Do check ahead of time, but your local charity is likely to accept these textiles. Larger reuse operations such as Goodwill and St. Vincent de Paul have workers who are trained to sort textiles into appropriate categories. This process is called grading, and it’s done on a scale that is hard to imagine. But I’ve seen a few giant operations like this in action — there’s a lot of work going on behind the scenes.

Another place to deposit textiles more appropriate for recycling than reuse are those collection bins you see in parking lots near shopping areas. There are many companies that place these bins; USAgain is just one, with more than 12,000 locations in 16 states.

5. Old towels. Although many of the larger charitable organizations accept textiles regardless of condition, there are some that do not. If your local donation center accepts only lightly used items or you’re not sure, your local animal shelter or veterinary clinic may be a good option.
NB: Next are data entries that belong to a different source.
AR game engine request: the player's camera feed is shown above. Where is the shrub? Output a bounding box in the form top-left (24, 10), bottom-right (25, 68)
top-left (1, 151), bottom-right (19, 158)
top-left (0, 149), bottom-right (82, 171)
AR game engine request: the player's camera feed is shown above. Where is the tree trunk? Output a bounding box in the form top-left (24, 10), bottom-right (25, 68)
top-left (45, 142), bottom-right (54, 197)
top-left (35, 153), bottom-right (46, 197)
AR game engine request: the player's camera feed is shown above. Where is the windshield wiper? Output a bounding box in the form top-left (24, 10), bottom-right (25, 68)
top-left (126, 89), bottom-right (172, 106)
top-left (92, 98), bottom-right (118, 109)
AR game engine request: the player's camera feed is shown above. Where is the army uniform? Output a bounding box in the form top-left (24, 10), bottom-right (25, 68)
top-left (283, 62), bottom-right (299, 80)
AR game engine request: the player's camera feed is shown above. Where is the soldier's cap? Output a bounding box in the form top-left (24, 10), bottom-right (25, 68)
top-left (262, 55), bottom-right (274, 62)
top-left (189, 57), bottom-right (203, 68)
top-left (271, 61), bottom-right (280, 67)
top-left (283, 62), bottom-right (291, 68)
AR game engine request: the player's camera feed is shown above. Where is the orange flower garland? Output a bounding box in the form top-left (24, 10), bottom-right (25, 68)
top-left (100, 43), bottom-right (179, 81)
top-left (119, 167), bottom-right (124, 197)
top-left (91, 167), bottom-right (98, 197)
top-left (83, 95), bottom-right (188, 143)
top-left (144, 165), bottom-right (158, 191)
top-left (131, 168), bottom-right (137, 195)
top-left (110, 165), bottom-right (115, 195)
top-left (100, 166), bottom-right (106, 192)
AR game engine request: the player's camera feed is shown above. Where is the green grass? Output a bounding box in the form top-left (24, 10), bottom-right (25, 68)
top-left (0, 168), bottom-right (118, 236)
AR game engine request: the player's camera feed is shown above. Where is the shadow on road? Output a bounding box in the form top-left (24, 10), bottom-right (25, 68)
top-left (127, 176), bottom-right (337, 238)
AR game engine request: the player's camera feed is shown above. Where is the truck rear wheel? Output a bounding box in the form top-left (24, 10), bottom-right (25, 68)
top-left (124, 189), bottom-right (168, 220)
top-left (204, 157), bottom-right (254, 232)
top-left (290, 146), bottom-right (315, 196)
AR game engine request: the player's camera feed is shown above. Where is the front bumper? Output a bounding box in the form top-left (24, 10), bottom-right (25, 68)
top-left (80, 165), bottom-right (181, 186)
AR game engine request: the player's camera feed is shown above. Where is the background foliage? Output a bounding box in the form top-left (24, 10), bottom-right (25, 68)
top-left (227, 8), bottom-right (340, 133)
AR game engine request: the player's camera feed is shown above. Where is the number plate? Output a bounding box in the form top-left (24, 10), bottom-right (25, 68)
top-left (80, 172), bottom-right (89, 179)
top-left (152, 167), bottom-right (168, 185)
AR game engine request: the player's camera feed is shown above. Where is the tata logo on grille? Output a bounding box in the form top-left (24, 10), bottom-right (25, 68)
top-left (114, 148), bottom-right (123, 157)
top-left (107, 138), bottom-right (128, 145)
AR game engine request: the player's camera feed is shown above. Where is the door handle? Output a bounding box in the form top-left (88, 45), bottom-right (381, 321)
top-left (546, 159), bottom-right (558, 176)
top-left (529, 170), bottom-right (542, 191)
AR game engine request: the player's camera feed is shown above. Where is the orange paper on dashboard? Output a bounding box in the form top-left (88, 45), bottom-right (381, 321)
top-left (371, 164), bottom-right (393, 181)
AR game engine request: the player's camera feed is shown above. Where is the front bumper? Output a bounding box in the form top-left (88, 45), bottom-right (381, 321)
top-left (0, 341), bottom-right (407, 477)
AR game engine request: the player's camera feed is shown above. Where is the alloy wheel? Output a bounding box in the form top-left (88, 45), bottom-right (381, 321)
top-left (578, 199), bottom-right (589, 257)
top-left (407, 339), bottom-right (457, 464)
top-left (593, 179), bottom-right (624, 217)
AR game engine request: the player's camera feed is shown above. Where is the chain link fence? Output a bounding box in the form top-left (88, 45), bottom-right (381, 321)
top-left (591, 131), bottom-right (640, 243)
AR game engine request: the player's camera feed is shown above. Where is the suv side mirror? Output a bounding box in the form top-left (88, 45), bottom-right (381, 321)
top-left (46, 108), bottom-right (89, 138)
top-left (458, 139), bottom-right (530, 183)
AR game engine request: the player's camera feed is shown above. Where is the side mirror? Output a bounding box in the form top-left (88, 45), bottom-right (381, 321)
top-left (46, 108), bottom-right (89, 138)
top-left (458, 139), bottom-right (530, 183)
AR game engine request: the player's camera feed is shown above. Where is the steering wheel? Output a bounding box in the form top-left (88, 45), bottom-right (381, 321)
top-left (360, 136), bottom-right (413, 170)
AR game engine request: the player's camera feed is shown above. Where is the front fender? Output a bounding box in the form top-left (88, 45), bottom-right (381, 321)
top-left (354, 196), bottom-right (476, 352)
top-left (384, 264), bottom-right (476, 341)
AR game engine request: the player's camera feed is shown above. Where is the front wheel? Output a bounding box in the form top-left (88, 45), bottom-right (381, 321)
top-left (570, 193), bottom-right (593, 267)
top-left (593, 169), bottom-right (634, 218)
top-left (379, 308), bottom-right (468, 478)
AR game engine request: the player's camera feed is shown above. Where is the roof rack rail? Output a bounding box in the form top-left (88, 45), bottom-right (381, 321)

Call ahead to see whether your used towels can be used to help keep the animals warm, dry and cozy.

Leicht Kitchen AG, original photo on Houzz

6. Appliance accessories. I recently ran into a woman who told me that during a closet clean-out, she discovered the attachments and extra bags from an old vacuum cleaner she no longer owned. Not wanting to send them to the landfill, she checked with the local vacuum and sewing center to see whether it could use them. She reported that the owner was pleased to have them and gave her a little cash for those hard-to-find parts. So consider checking with appliance repair and service shops to see whether they could use your castoffs.

Esther Hershcovich, original photo on Houzz

7. Leftover building materials. If your family is anything like mine, you have some pretty interesting — and large — items in your garage. In our case, these items are old doors, a few two-by-fours and a giant sheet of plywood. Your local ReStore, operated by Habitat for Humanity, would love to have them. The stores also take furniture, appliances and lighting fixtures, among other items.

8. Personal care products. Trying a new shampoo or lotion is always a gamble, and sometimes a product just doesn’t work out. Knowing that items like this will only go into Goodwill’s trash rather than our own, what can you do with them? Personally, I have found my local Buy Nothing group to be extremely helpful in cases like this. Buy Nothing groups are small associations of neighbors who want to exchange great things without any money changing hands. They can be found easily by searching on Facebook and exist in many cities. If you don’t find a group in your neighborhood, you can start one. The parent organization, Buy Nothing Project, does ask that you follow certain guidelines — check out its site for more info.

Another alternative for partially used bottles of shampoo or lotion is local homeless shelters. Some accept them, while others will not — so be sure to call ahead and ask.